A mother who barely spoke after the funeral. I watched him stretch every muscle, take up a night-shift security job on top of working days at a warehouse and doing weekend deliveries. And all this time, he still showed up with a smile for our Tuesday night biryani tradition.
Still kissed my forehead before collapsing into sleep. So when I saw his cough get deeper and the dark circles settle in like bruises, I knew he wouldn’t stop for himself. But maybe he would stop for me—if I gave him a reason.
See, what he didn’t know is that I’d been working too—quietly tutoring online, selling crafts on Etsy, even running a tiny food page on Instagram that surprisingly took off. I didn’t want him to know. I wanted it to be a gift.
Not just money. A future. The thing is, he’s been dreaming of that apartment forever.
A small, one-bedroom on the outskirts of Toronto, where the rent would be cheaper. He pictured a little balcony garden. Room for his mom when she visits.
But I could see further than that. We’re not rich, and we don’t come from families with trust funds or safety nets. We come from hard-working, proud people who lived paycheck to paycheck and always gave what little they had.
But I wanted to break that cycle. So for nearly four years, I matched him silently. Not dollar for dollar—but effort for effort.
When he put in six hours of overtime, I stayed up late finishing custom crochet orders. When he skipped dinner to make a late delivery, I skipped UberEats and cooked from scratch, putting the leftover cash in my secret high-interest savings account.

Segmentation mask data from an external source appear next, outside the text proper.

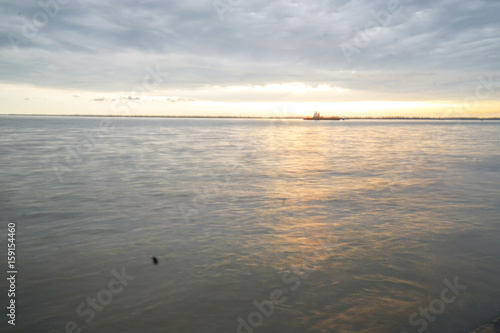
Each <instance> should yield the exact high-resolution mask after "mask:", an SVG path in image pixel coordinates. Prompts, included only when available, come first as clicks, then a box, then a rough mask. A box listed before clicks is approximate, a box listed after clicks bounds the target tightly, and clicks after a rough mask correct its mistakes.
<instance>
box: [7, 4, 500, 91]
mask: <svg viewBox="0 0 500 333" xmlns="http://www.w3.org/2000/svg"><path fill="white" fill-rule="evenodd" d="M40 2H41V3H46V4H49V3H50V4H51V5H50V6H49V7H48V9H46V11H44V10H43V9H42V7H41V6H40V5H39V1H31V0H29V1H28V0H25V1H1V2H0V12H1V13H2V20H0V33H1V36H2V38H1V39H0V81H1V83H8V84H33V85H36V86H39V87H47V88H58V89H66V88H72V89H78V90H89V91H101V92H113V91H129V90H130V89H131V87H133V86H134V85H137V82H140V80H141V79H142V78H143V77H144V75H145V73H146V68H147V67H148V68H151V69H155V68H156V69H158V70H159V71H160V72H161V73H162V77H163V78H164V79H163V80H162V81H161V83H160V84H159V86H158V87H157V88H158V89H164V90H168V89H203V88H207V89H210V88H211V87H229V86H261V87H262V86H266V85H269V84H280V83H289V82H301V83H303V84H306V85H311V86H312V87H317V86H318V85H325V84H326V85H329V86H331V87H339V88H341V89H348V90H355V91H360V92H365V93H366V96H374V95H375V96H376V95H377V94H379V95H380V96H382V98H386V99H387V98H392V99H400V100H403V99H406V100H431V99H442V100H445V99H454V98H455V99H461V98H463V97H464V96H466V95H467V94H469V95H470V92H471V90H473V89H474V87H475V86H476V85H477V82H478V77H479V76H481V75H482V76H485V77H486V76H487V75H490V74H491V75H492V76H493V78H494V80H495V81H500V66H499V55H500V20H499V19H498V17H500V2H499V1H494V0H490V1H486V0H475V1H470V0H442V1H430V0H429V1H425V0H420V1H416V0H400V1H399V2H398V1H392V0H391V1H388V0H371V1H361V0H351V1H348V0H331V1H320V0H308V1H305V0H282V1H269V0H266V1H264V0H252V1H250V0H216V1H203V0H196V1H195V0H188V1H186V0H183V1H160V0H120V1H89V0H85V1H83V0H59V2H58V3H57V7H54V4H55V3H56V0H50V1H49V0H46V1H44V0H42V1H40ZM391 8H392V9H394V10H393V13H391ZM45 13H48V14H45ZM375 13H377V14H375ZM387 14H389V15H387ZM377 17H378V18H377ZM44 18H48V19H47V20H46V22H45V23H44V21H43V19H44ZM37 20H38V21H37ZM28 22H29V23H28ZM367 37H368V38H367ZM346 55H347V56H346ZM495 94H496V95H495V96H494V97H496V98H498V93H495ZM355 96H356V97H352V96H351V98H357V99H358V100H362V99H363V97H362V95H359V96H357V95H355ZM28 97H29V96H28ZM366 98H368V97H366Z"/></svg>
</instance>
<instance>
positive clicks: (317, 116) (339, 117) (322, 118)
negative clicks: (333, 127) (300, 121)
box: [302, 111, 340, 120]
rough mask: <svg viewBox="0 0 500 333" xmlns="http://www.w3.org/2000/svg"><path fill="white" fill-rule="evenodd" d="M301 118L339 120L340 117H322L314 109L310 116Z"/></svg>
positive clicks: (317, 119) (328, 119)
mask: <svg viewBox="0 0 500 333" xmlns="http://www.w3.org/2000/svg"><path fill="white" fill-rule="evenodd" d="M302 119H303V120H340V117H322V116H321V115H320V114H319V112H318V111H314V114H313V116H312V117H305V118H302Z"/></svg>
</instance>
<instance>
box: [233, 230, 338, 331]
mask: <svg viewBox="0 0 500 333" xmlns="http://www.w3.org/2000/svg"><path fill="white" fill-rule="evenodd" d="M319 244H320V245H321V247H320V249H318V250H316V251H314V253H313V256H310V257H306V258H304V259H303V260H302V263H301V264H300V265H298V266H293V267H292V269H291V270H289V271H286V272H284V273H283V274H282V275H281V282H283V283H284V284H285V285H286V286H287V288H283V289H281V288H277V289H274V290H272V291H271V292H270V293H269V299H267V300H263V301H261V302H259V301H258V300H254V301H253V303H252V304H253V305H254V307H255V309H256V310H255V311H252V312H250V313H249V314H248V316H247V317H246V319H244V318H242V317H241V316H238V317H237V318H236V322H237V323H238V326H237V327H236V332H237V333H254V332H255V329H257V328H259V327H260V326H262V325H263V324H264V321H265V319H267V318H269V317H271V316H272V315H273V313H274V311H275V306H277V305H281V304H284V303H285V302H286V300H287V296H286V295H287V293H291V292H295V291H297V290H298V289H299V288H300V286H301V283H302V281H304V280H306V279H307V278H308V277H309V274H310V273H312V272H314V271H315V270H317V267H318V261H319V258H321V257H324V256H328V255H330V253H331V252H330V251H331V250H332V249H333V248H335V247H337V246H338V245H337V244H332V242H331V239H330V238H329V239H328V241H327V243H322V242H319ZM322 253H323V254H322Z"/></svg>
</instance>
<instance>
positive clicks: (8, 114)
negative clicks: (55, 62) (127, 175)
mask: <svg viewBox="0 0 500 333" xmlns="http://www.w3.org/2000/svg"><path fill="white" fill-rule="evenodd" d="M0 116H41V117H109V118H209V119H291V120H292V119H299V120H301V119H303V118H304V116H222V115H221V116H208V115H206V116H204V115H110V114H106V115H101V114H34V113H4V114H0ZM341 118H343V119H345V120H349V119H353V120H356V119H359V120H362V119H373V120H500V117H431V116H358V117H341Z"/></svg>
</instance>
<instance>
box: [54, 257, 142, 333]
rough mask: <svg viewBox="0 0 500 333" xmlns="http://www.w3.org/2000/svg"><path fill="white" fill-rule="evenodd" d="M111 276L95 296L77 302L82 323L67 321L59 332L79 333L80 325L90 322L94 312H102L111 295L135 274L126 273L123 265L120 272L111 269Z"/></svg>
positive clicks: (117, 294) (82, 324)
mask: <svg viewBox="0 0 500 333" xmlns="http://www.w3.org/2000/svg"><path fill="white" fill-rule="evenodd" d="M111 275H113V277H112V278H111V279H110V280H109V282H108V284H107V287H106V288H103V289H101V290H100V291H99V292H97V293H96V295H95V297H87V299H86V300H85V301H84V302H81V303H80V304H78V306H77V308H76V314H77V315H78V316H80V317H83V318H85V317H86V318H85V319H84V323H82V324H80V325H79V324H78V323H77V322H76V321H68V322H67V323H66V325H65V326H64V331H61V332H60V333H81V332H82V329H81V327H82V326H83V325H85V324H90V323H91V322H92V321H94V319H95V318H96V312H97V313H99V312H102V311H103V310H104V308H105V307H106V306H107V305H109V304H111V302H112V301H113V297H114V296H115V295H118V294H120V293H121V292H122V291H123V290H124V289H125V287H126V286H128V285H129V282H130V281H133V280H134V279H135V276H132V275H127V273H126V272H125V267H123V268H122V271H121V273H119V272H118V271H116V270H115V269H113V270H112V271H111Z"/></svg>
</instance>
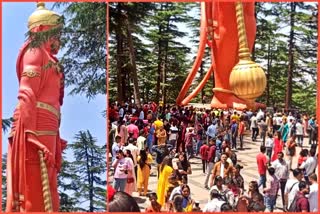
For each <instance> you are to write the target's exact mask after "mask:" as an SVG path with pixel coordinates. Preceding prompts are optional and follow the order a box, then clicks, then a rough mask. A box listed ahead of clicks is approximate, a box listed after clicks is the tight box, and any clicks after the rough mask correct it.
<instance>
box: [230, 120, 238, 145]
mask: <svg viewBox="0 0 320 214" xmlns="http://www.w3.org/2000/svg"><path fill="white" fill-rule="evenodd" d="M237 137H238V124H237V120H236V119H233V120H232V124H231V142H232V149H237Z"/></svg>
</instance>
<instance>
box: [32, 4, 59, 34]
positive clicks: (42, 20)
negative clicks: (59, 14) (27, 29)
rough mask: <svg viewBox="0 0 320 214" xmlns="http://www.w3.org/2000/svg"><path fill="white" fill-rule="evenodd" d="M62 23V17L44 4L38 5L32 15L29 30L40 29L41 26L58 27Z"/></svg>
mask: <svg viewBox="0 0 320 214" xmlns="http://www.w3.org/2000/svg"><path fill="white" fill-rule="evenodd" d="M59 21H60V15H58V14H57V13H55V12H53V11H51V10H48V9H47V8H46V7H45V4H44V3H43V2H38V3H37V9H36V10H35V11H34V12H33V13H32V14H31V16H30V17H29V19H28V28H29V30H31V29H33V28H35V27H38V26H40V25H53V26H54V25H58V24H59Z"/></svg>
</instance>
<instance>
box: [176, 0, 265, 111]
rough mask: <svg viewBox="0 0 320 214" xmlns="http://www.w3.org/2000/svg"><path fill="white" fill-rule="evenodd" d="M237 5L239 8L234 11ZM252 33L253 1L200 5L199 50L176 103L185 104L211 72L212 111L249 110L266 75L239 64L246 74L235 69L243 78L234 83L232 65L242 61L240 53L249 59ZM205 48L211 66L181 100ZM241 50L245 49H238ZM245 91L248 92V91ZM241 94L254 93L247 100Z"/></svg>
mask: <svg viewBox="0 0 320 214" xmlns="http://www.w3.org/2000/svg"><path fill="white" fill-rule="evenodd" d="M237 4H238V5H237ZM239 4H240V9H239V8H237V7H238V6H239ZM239 11H240V12H239ZM240 15H241V16H240ZM239 17H240V18H239ZM241 19H242V23H241ZM239 20H240V22H239ZM239 23H241V24H239ZM239 29H240V30H239ZM238 31H239V32H241V31H242V36H243V37H244V38H243V39H241V36H240V35H239V34H238ZM255 34H256V20H255V16H254V2H246V3H235V2H219V1H212V2H202V3H201V26H200V44H199V50H198V54H197V57H196V59H195V62H194V65H193V67H192V70H191V72H190V73H189V75H188V77H187V79H186V81H185V83H184V85H183V87H182V89H181V91H180V94H179V96H178V98H177V100H176V101H177V104H178V105H187V104H188V103H189V101H190V100H191V99H192V98H193V97H194V96H196V95H197V93H199V91H200V90H201V89H202V88H203V87H204V85H205V83H206V82H207V80H208V79H209V78H210V76H211V74H212V73H214V80H215V88H213V91H214V97H213V99H212V101H211V107H212V108H237V109H243V108H246V107H248V104H250V103H251V104H252V103H253V102H252V101H253V100H254V98H257V97H258V96H260V95H261V94H262V92H263V90H264V87H265V74H264V73H263V72H261V71H262V70H261V71H256V70H255V69H256V66H255V65H254V66H251V67H250V66H249V67H250V68H249V69H248V66H247V63H242V65H243V66H246V68H245V69H244V70H245V72H242V70H243V69H242V68H243V67H241V68H240V69H238V70H240V71H241V72H239V73H237V75H238V74H240V76H241V78H242V79H241V78H240V79H241V80H240V81H237V79H238V78H239V75H238V76H237V77H236V78H235V79H236V81H234V78H233V79H231V73H232V71H233V68H234V67H235V65H236V64H237V63H238V62H239V63H240V61H241V60H242V59H241V58H240V61H239V54H240V53H241V51H245V52H246V53H245V54H244V55H243V56H244V59H245V60H250V53H249V50H251V49H252V47H253V44H254V40H255ZM206 45H208V46H209V47H210V49H211V61H212V63H211V66H210V68H209V70H208V72H207V74H206V75H205V77H204V79H203V80H202V81H201V83H200V84H199V85H198V86H197V87H196V88H195V90H194V91H193V92H192V93H191V94H190V95H189V96H188V97H186V98H184V97H185V95H186V94H187V92H188V89H189V87H190V85H191V83H192V81H193V79H194V77H195V75H196V73H197V71H198V69H199V67H200V65H201V60H202V58H203V55H204V50H205V46H206ZM242 47H246V48H243V49H241V48H242ZM244 64H245V65H244ZM249 64H250V63H249ZM250 69H251V70H250ZM249 70H250V71H249ZM248 72H249V73H250V72H251V73H253V75H251V74H250V75H249V74H248ZM257 82H259V83H261V84H260V85H261V87H259V86H257V85H258V84H256V83H257ZM231 83H233V85H231ZM232 86H234V88H232ZM252 86H253V87H252ZM239 89H240V90H239ZM248 89H249V91H247V90H248ZM241 90H242V91H241ZM239 91H241V93H240V92H239ZM243 91H245V92H244V93H248V95H249V96H250V94H253V96H252V97H246V95H247V94H244V93H243ZM246 91H247V92H246ZM240 97H241V98H240ZM244 97H245V98H246V99H244Z"/></svg>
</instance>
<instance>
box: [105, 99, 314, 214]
mask: <svg viewBox="0 0 320 214" xmlns="http://www.w3.org/2000/svg"><path fill="white" fill-rule="evenodd" d="M108 119H109V121H110V123H109V130H110V133H109V152H110V155H111V157H110V158H111V162H110V163H111V164H110V165H109V167H110V169H109V170H111V171H112V172H113V185H112V187H111V186H109V187H108V200H109V203H108V205H109V206H108V207H109V211H110V212H127V211H128V212H134V211H135V212H140V211H147V212H160V211H172V212H193V211H196V212H201V211H203V212H231V211H238V212H263V211H269V212H273V210H274V209H275V204H276V199H277V197H279V196H281V201H282V206H283V207H282V209H283V211H292V212H305V211H310V212H316V211H317V210H318V203H317V202H318V193H317V192H318V184H317V182H318V179H317V170H316V169H317V160H318V156H317V144H318V142H317V139H318V137H317V135H318V125H317V121H316V119H315V117H314V116H311V117H309V116H307V115H301V114H299V113H297V112H295V113H291V112H289V113H288V114H286V113H283V112H275V113H273V112H265V111H263V110H259V111H257V112H252V111H250V110H244V111H237V110H220V109H213V110H208V109H197V108H193V107H192V106H190V107H177V106H165V107H161V106H157V105H156V104H155V103H148V104H144V105H143V106H142V107H141V108H137V107H135V106H134V105H132V104H131V105H120V104H118V105H117V104H111V105H110V108H109V109H108ZM248 132H251V135H250V136H251V140H252V141H253V142H255V141H257V138H260V139H261V145H260V153H259V154H258V155H257V156H256V161H257V168H258V172H257V173H259V181H255V180H252V181H250V182H249V185H248V187H245V182H244V179H243V176H242V175H241V170H242V169H243V166H242V165H240V164H239V161H238V157H237V153H236V151H237V150H242V149H243V148H244V144H245V141H244V135H245V133H248ZM304 138H308V141H307V144H309V145H307V146H304V147H303V140H304ZM297 147H303V148H302V149H301V152H300V154H299V157H298V164H297V166H294V165H293V159H294V158H296V157H297V154H296V148H297ZM195 157H199V158H201V160H202V170H203V173H206V179H205V182H204V184H203V188H204V189H207V190H209V194H208V202H207V204H205V206H204V207H203V208H200V206H199V201H197V200H196V199H197V198H196V196H192V195H191V191H192V190H191V189H190V185H189V184H188V176H189V175H190V174H192V165H191V164H190V161H189V160H190V159H192V158H195ZM155 166H156V167H157V169H156V171H157V175H156V176H157V177H158V183H157V188H156V189H152V190H150V189H149V186H148V182H149V178H150V174H151V173H152V170H151V169H152V167H155ZM290 175H291V176H290ZM150 191H151V192H150ZM133 192H138V194H139V196H141V197H148V198H149V202H150V203H149V207H147V208H146V209H145V210H141V209H140V208H139V206H138V204H137V202H136V200H135V199H134V198H133V197H132V193H133ZM204 192H205V193H206V192H207V191H204Z"/></svg>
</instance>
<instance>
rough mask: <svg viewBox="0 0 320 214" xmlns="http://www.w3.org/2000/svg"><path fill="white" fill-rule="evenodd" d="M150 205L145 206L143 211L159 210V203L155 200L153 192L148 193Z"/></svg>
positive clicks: (157, 211)
mask: <svg viewBox="0 0 320 214" xmlns="http://www.w3.org/2000/svg"><path fill="white" fill-rule="evenodd" d="M148 197H149V201H150V203H151V205H150V206H149V207H147V208H146V210H145V212H161V205H160V204H159V203H158V202H157V200H158V197H157V194H156V193H155V192H153V193H150V194H149V195H148Z"/></svg>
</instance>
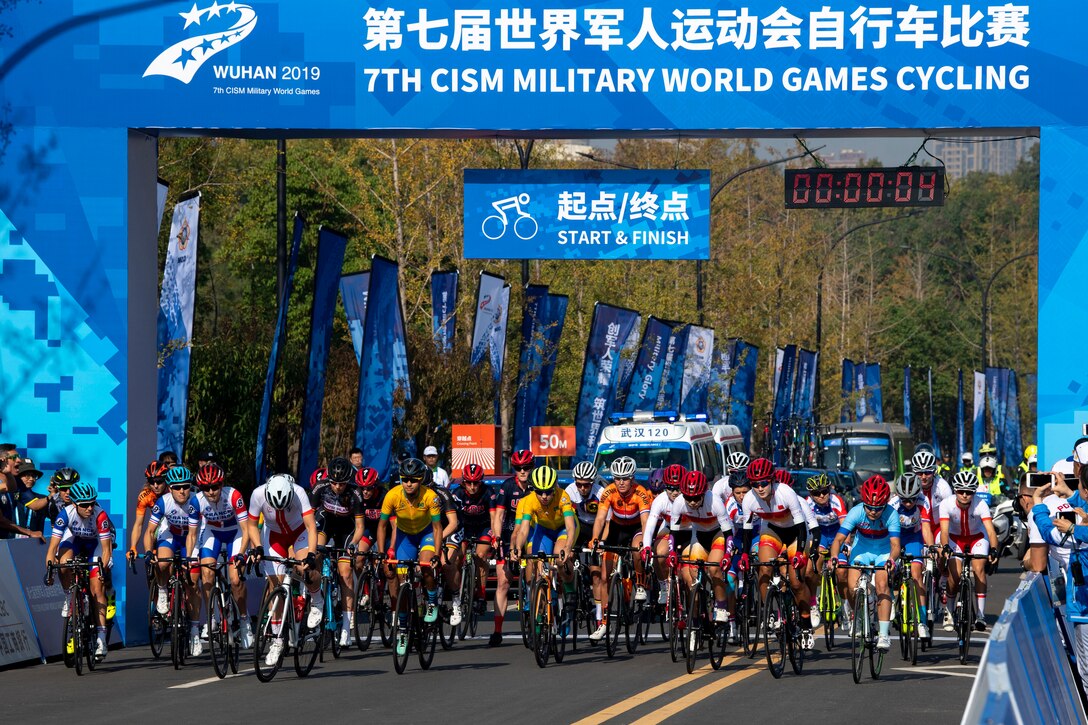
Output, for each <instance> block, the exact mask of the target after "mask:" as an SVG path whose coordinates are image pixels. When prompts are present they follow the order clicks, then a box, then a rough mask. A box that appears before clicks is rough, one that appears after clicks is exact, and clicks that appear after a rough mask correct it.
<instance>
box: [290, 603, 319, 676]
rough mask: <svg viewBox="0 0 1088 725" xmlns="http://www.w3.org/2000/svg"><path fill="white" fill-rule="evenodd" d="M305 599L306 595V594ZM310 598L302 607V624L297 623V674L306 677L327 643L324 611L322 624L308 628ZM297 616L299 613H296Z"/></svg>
mask: <svg viewBox="0 0 1088 725" xmlns="http://www.w3.org/2000/svg"><path fill="white" fill-rule="evenodd" d="M304 597H305V594H304ZM309 607H310V603H309V598H307V602H306V604H304V606H302V616H301V622H298V623H296V626H297V627H298V637H297V638H296V640H295V648H294V649H295V674H296V675H298V676H299V677H306V676H307V675H309V674H310V671H311V669H313V665H314V663H317V661H318V655H320V654H321V652H322V650H323V649H324V643H325V614H324V612H323V611H322V613H321V622H319V623H318V626H317V627H313V628H312V629H311V628H310V627H307V626H306V617H307V616H309ZM296 614H297V612H296Z"/></svg>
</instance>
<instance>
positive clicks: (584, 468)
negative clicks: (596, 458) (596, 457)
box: [571, 460, 597, 481]
mask: <svg viewBox="0 0 1088 725" xmlns="http://www.w3.org/2000/svg"><path fill="white" fill-rule="evenodd" d="M571 475H572V476H573V477H574V478H576V479H577V480H579V481H592V480H594V479H596V477H597V467H596V466H595V465H593V462H592V460H583V462H581V463H580V464H578V465H577V466H574V470H572V471H571Z"/></svg>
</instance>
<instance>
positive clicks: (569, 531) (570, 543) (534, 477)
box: [515, 466, 578, 583]
mask: <svg viewBox="0 0 1088 725" xmlns="http://www.w3.org/2000/svg"><path fill="white" fill-rule="evenodd" d="M557 478H558V477H557V475H556V472H555V469H554V468H552V467H551V466H541V467H540V468H537V469H535V470H534V471H533V475H532V479H531V481H530V484H529V486H530V488H531V489H532V492H531V493H530V494H529V495H528V496H526V497H524V499H522V500H521V502H520V503H519V505H518V508H519V509H520V514H519V516H518V528H517V530H516V531H515V536H516V537H517V538H516V541H517V544H515V545H517V546H518V548H517V549H516V550H515V551H518V552H519V554H520V551H521V550H522V549H524V548H528V549H530V553H532V554H556V555H558V556H559V561H560V562H562V568H561V569H560V570H561V578H562V580H564V582H565V583H567V582H570V581H572V580H573V568H572V567H571V563H572V561H573V560H572V557H571V556H570V552H571V548H572V546H573V545H574V542H576V541H578V516H576V515H574V506H573V504H571V502H570V496H569V495H567V492H566V491H564V490H562V489H560V488H559V487H558V486H556V480H557ZM527 544H528V546H527ZM527 574H528V576H530V577H533V576H535V574H536V562H533V561H530V562H529V566H528V572H527Z"/></svg>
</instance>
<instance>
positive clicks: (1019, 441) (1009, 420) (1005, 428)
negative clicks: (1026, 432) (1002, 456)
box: [1004, 370, 1024, 468]
mask: <svg viewBox="0 0 1088 725" xmlns="http://www.w3.org/2000/svg"><path fill="white" fill-rule="evenodd" d="M1023 455H1024V440H1023V439H1022V438H1021V429H1019V395H1018V391H1017V389H1016V371H1015V370H1010V371H1009V392H1007V402H1006V403H1005V462H1004V463H1005V466H1009V467H1010V468H1015V467H1016V466H1018V465H1019V462H1021V460H1022V456H1023Z"/></svg>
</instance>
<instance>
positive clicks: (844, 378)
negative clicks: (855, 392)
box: [839, 357, 854, 422]
mask: <svg viewBox="0 0 1088 725" xmlns="http://www.w3.org/2000/svg"><path fill="white" fill-rule="evenodd" d="M853 394H854V361H853V360H851V359H849V358H845V357H844V358H842V413H841V414H840V415H839V422H850V421H851V420H853V417H852V415H851V411H850V396H851V395H853Z"/></svg>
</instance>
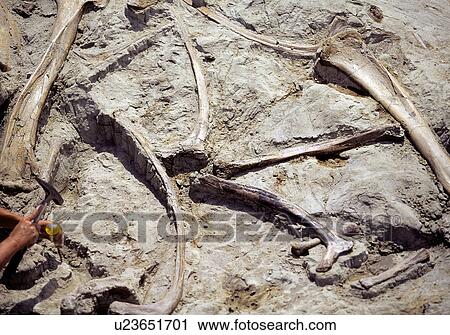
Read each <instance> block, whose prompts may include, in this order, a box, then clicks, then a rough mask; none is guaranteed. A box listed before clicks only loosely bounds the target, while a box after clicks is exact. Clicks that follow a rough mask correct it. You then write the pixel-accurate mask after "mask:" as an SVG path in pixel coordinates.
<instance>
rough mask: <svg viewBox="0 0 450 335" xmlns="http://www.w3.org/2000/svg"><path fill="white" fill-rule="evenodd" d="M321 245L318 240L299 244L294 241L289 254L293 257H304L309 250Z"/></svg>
mask: <svg viewBox="0 0 450 335" xmlns="http://www.w3.org/2000/svg"><path fill="white" fill-rule="evenodd" d="M321 243H322V241H321V240H320V239H319V238H311V239H309V240H308V241H301V242H297V241H295V242H293V243H292V244H291V253H292V255H293V256H294V257H300V256H304V255H306V254H307V252H308V250H309V249H312V248H314V247H316V246H318V245H319V244H321Z"/></svg>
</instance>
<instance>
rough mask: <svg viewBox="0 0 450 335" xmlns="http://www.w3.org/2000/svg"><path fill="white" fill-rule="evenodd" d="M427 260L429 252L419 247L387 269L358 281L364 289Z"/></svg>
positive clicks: (429, 258) (427, 259) (376, 284)
mask: <svg viewBox="0 0 450 335" xmlns="http://www.w3.org/2000/svg"><path fill="white" fill-rule="evenodd" d="M429 260H430V254H429V253H428V251H427V250H426V249H420V250H419V251H417V252H415V253H414V254H413V255H411V256H409V257H408V258H406V259H404V260H403V261H402V262H400V263H398V264H396V265H395V266H393V267H392V268H390V269H389V270H386V271H384V272H382V273H380V274H378V275H376V276H372V277H367V278H364V279H360V281H359V283H360V284H361V286H362V287H364V288H365V289H369V288H371V287H372V286H375V285H377V284H380V283H382V282H385V281H387V280H389V279H391V278H394V277H396V276H397V275H399V274H400V273H402V272H404V271H406V270H408V269H409V268H411V267H413V266H414V265H416V264H419V263H425V262H428V261H429Z"/></svg>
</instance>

By this spring, I’d saved just over $210k.
I was going to surprise him. I had it all planned out. Until two weeks ago, when something shifted.
He came home, quiet, not tired—just hollow. Sat on the edge of the bed and told me something had happened. He didn’t lose his job, but they cut his hours.
His part-time contract at the warehouse expired and they weren’t renewing. Then he told me the $250k wasn’t $250k anymore. He’d loaned $70k to a cousin.
Said he needed it for a “business emergency” and promised to pay it back within three months. No paperwork. Just a handshake and family honor.
I lost it. Not screaming. Not blaming.
I just sat there in stunned silence. He looked up like he expected me to tell him it was okay. That it was the right thing to do.
And it probably was the right thing. Morally. Ethically.
If you think from the heart. But from the head? It was reckless.